Anyone successfully train their cockatiel to free fly and are there any sources that personally helped you achieve it?


----------



## Daytontiel (Feb 24, 2019)

I did. I learned all by myself, I watch a lot of youtube videos about bird training. That was not a easy way to learn. If I look back right, I think I made lots of mistaken. I highly recommend you get a local mentor for free fly training. There is recent topic discussing about free fly , I just can't find the post.

Here is my post about Billy's first flight.








An exciting Day- Billy's First Free Flight


Today is such a amazing day! Billy who is young cockatiel born in my house did his first free flight outside in my backyard. Billy is very attached to me, so, I decide to do some recall and free flight training. To me, it's all a dream to my pet birds can free flight outdoor. Today, I put...




www.talkcockatiels.com





I can tell you one thing, free flight can be dangerous to bird but, the flight training is good for recovery of lost bird. Here is my recent experience:

Billy recent had experience a Cooper hawk attacked, he did successfully out maneuver the Cooper hawk, and he was in panic mod after the attacking. He could not find me immediate. He flew over a tree line to an area he barely flew before , and this happened just before sun down. I was not able to locate him, and he did not answer my flock call/whistle. I also saw a hawk flew around that area. My heart was very heavy, I though Billy was MIA. The next morning, I heard bird noise seemed, I stepped out of my house, and whistled not Billy called back. I thought that was not Billy. I whistled again, then, I saw a bird flying down from top of tree, that was Billy. Billy flew on to my shoulder, I was so happy. Billy was able to navigate back home. 
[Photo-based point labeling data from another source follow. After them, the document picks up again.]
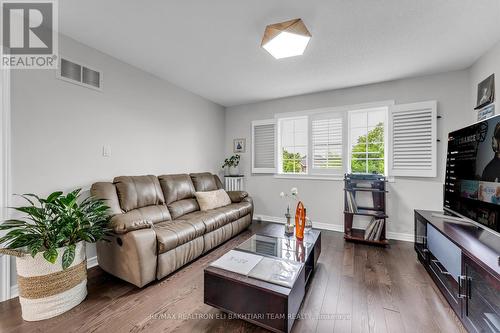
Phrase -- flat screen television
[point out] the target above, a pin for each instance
(472, 182)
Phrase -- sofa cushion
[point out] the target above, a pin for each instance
(232, 213)
(139, 218)
(107, 191)
(179, 208)
(237, 196)
(212, 199)
(244, 208)
(138, 191)
(176, 187)
(171, 234)
(211, 219)
(205, 182)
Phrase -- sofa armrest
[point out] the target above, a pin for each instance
(123, 223)
(237, 196)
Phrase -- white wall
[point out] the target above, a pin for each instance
(486, 65)
(324, 199)
(153, 127)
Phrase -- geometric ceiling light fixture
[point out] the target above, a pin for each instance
(286, 39)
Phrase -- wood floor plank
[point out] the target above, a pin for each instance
(364, 288)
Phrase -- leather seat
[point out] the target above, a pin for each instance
(244, 208)
(172, 234)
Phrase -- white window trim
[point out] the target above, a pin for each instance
(346, 161)
(279, 159)
(328, 172)
(101, 75)
(257, 123)
(5, 175)
(386, 138)
(432, 173)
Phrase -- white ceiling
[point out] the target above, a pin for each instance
(212, 47)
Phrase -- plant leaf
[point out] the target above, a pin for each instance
(50, 255)
(68, 256)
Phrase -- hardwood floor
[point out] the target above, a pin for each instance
(356, 288)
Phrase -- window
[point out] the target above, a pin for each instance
(383, 138)
(327, 143)
(293, 145)
(367, 132)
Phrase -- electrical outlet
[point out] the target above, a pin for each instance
(106, 151)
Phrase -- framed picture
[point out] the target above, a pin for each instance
(485, 92)
(239, 145)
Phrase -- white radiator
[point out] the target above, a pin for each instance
(233, 183)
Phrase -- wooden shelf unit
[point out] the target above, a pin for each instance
(378, 190)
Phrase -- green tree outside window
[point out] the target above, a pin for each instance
(367, 155)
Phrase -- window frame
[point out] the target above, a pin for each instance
(386, 136)
(256, 123)
(327, 174)
(326, 171)
(279, 157)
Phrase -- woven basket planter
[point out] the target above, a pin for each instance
(45, 289)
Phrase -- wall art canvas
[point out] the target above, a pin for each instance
(239, 145)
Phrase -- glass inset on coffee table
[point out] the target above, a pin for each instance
(283, 248)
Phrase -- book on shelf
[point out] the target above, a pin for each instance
(379, 230)
(352, 207)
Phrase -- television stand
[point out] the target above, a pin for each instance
(452, 218)
(464, 264)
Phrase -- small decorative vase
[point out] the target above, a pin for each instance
(300, 221)
(308, 224)
(288, 226)
(233, 170)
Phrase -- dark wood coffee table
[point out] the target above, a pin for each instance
(266, 304)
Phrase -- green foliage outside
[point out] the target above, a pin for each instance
(55, 222)
(375, 148)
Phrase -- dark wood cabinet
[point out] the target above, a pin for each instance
(464, 262)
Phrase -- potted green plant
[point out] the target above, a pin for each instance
(232, 164)
(49, 245)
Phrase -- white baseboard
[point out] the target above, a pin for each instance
(91, 262)
(334, 227)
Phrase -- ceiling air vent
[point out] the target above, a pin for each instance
(79, 74)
I more and more agree that every pet bird should get some recall training, not necessary to the free flight training level, but at least to a level making lost recovery more easier.


----------



## Keyphone (Sep 8, 2020)

Do you still take Billy out for free flights?
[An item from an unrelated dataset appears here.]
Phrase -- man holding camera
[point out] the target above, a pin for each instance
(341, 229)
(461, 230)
I mainly want to learn it so I can take my cockatiel out without putting a harness on her.


----------



## Daytontiel (Feb 24, 2019)

I do not as free fly Billy as much as did before. Here, from September to later October is the hawk migration season, it is not a good time do free fly. This is the time racing pigeon trainer will not let pigeons fly outside either. 

If you have adult cockatiel, the training process can be longer. Since yours already uses a harness, I am sure she already goes through the desensitization of the outdoor environment stage. You need give her solid recall training indoor and outdoor, and fly down from high to low training. You should be able to free fly her after all training. If you are able to setup a temporary net cage outdoor for recall training, the progress can be very fast.


----------